More than a dozen patients are killed by euthanasia daily in Canada, where Liberal Prime Minister Justin Trudeau’s government legalized euthanasia just under four years ago and has announced it will enforce broader new regulations allowing patients who are suffering — but not terminally ill — to have access to Medical Assistance in Dying (MAiD).
MAiD is the government’s euphemism for a procedure that allows doctors and nurse practitioners to administer fatal drugs to patients.
The province of Quebec’s health minister, Danielle McCann, told a news conference on Jan. 21 that people with “mental-health issues who aren’t responding to treatment” would also have access to the procedure, which was recently used to euthanize a depressed man in British Columbia against his family’s objections.
Quebec Superior Court Justice Christine Baudouin’s September 2019 ruling struck down the criteria that patients seeking doctor-assisted death be “near death” and imposed a March 11, 2020, deadline for her province to make MAiD available to those with incurable illness.

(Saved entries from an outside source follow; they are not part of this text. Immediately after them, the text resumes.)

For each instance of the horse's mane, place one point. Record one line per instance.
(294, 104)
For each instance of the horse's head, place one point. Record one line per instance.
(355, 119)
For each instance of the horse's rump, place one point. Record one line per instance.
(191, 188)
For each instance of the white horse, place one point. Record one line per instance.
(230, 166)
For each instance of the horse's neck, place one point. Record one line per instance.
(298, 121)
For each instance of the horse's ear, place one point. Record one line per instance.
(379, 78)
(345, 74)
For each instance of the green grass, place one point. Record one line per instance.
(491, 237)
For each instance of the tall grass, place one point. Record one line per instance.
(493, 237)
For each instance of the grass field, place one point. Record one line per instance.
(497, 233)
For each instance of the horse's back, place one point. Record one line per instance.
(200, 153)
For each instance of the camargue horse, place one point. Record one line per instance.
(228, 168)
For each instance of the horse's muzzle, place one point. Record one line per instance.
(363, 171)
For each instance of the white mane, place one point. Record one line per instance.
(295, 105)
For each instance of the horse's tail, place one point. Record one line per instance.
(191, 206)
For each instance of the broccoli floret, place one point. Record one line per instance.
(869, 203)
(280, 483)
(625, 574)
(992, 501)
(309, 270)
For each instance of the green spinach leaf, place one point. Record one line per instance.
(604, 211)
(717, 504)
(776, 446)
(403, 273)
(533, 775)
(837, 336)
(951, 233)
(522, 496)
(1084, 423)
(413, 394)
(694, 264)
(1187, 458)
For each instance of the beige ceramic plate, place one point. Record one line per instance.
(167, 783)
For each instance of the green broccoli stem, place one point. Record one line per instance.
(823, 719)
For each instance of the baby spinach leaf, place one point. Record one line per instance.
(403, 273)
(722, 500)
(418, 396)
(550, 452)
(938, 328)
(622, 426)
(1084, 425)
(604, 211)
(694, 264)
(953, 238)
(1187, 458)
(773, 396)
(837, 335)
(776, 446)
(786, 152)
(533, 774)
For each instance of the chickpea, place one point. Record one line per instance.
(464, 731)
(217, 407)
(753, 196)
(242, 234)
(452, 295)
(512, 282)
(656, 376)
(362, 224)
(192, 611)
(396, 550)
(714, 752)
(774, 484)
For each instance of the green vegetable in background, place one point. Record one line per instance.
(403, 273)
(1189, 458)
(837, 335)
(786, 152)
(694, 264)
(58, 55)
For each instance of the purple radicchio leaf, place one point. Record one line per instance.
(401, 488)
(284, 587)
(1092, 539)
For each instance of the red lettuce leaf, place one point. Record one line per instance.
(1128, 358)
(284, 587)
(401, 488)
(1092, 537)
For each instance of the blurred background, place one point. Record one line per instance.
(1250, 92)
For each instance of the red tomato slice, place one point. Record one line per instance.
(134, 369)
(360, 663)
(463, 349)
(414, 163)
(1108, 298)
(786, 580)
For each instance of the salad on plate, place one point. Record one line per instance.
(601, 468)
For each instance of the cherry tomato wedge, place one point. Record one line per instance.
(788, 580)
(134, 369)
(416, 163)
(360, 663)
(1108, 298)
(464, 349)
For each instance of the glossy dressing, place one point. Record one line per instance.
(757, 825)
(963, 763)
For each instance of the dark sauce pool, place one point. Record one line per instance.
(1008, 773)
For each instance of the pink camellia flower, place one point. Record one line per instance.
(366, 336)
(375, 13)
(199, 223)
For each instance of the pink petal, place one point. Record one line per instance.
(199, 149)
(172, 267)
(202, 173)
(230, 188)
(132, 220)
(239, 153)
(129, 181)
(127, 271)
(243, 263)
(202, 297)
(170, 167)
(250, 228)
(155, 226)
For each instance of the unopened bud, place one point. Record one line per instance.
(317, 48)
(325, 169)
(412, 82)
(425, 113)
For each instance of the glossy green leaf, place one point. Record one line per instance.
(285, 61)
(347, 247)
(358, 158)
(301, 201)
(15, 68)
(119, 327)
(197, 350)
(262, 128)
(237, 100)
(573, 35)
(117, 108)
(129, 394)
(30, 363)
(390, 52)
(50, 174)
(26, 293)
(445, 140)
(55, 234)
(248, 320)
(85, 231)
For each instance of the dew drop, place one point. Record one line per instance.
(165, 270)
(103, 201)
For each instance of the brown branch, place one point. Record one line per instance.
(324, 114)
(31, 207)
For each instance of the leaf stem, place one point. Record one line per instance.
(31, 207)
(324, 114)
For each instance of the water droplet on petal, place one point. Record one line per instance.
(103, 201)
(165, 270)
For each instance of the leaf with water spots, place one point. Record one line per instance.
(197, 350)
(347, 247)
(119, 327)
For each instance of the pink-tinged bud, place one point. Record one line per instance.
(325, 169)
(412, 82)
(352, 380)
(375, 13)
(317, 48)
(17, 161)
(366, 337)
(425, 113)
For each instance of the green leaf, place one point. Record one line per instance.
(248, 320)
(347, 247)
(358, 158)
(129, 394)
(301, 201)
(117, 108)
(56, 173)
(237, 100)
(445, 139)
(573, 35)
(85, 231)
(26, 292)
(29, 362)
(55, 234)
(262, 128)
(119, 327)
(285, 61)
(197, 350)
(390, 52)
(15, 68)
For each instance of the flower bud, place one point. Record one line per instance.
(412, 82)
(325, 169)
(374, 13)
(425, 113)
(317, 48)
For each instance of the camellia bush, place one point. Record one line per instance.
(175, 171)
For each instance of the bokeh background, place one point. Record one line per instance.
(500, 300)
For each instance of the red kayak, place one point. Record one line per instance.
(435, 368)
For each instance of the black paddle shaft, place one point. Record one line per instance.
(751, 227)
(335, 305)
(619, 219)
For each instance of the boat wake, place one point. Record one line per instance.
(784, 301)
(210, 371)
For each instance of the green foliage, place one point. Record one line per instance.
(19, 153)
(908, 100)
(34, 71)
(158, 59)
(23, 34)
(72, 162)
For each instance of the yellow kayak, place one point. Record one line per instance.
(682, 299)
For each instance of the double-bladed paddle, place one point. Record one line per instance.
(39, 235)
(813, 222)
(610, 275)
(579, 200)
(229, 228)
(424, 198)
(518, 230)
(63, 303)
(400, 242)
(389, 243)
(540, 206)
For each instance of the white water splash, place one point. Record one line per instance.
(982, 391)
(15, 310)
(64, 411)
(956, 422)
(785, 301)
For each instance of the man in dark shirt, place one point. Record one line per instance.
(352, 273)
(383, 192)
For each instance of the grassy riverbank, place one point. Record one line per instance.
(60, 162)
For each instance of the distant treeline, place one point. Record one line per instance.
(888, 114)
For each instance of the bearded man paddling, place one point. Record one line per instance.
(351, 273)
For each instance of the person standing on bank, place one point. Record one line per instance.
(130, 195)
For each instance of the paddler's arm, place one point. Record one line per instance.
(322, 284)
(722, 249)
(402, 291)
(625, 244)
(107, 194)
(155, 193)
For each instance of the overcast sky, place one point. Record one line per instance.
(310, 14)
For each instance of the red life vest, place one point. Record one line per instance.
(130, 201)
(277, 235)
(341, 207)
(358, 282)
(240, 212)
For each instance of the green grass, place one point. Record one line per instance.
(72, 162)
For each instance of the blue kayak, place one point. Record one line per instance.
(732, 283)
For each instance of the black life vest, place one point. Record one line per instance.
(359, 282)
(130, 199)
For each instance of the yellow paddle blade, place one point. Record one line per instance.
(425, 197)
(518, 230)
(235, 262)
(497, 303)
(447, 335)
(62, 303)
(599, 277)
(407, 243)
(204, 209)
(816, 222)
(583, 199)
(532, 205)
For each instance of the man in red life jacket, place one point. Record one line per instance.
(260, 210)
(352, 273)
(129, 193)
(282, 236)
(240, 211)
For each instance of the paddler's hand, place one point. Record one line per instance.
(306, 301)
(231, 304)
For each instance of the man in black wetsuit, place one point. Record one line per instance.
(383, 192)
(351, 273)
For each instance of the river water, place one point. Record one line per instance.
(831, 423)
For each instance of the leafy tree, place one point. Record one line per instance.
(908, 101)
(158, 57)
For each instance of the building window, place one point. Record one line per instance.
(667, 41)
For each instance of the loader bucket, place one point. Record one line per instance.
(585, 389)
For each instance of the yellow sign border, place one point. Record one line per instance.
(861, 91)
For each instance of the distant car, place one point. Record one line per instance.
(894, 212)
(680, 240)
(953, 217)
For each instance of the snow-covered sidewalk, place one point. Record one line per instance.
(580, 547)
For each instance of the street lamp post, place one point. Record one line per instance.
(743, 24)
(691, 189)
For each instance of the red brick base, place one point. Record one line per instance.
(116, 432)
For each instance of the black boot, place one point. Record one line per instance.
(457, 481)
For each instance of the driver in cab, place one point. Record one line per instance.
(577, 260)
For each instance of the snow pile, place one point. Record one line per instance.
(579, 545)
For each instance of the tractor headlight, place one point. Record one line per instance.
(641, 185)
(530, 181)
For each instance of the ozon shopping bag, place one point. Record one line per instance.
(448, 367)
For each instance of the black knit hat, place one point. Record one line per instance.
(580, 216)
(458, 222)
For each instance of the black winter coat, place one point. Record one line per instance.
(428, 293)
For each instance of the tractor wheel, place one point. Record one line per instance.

Rather than challenging the court decision, at the Trudeau government’s direction, the federal Department of Justice has launched a public “consultation” process in preparation for sweeping expansions to the new euthanasia legislation.
In addition to the consultation, which is receiving little media coverage, the Department of Justice also instigated a five-year legislative review to begin this summer. “While this ruling only applies in the province of Quebec, the government of Canada has accepted the ruling and has committed to changing the MAiD law for the whole country,” says the consultation preamble.
Canadians had until Jan. 27 to answer an online questionnaire that assumes public consent to euthanasia, but asks citizens to rate the importance of regulations such as the 10-day waiting period between the request and execution of MAiD.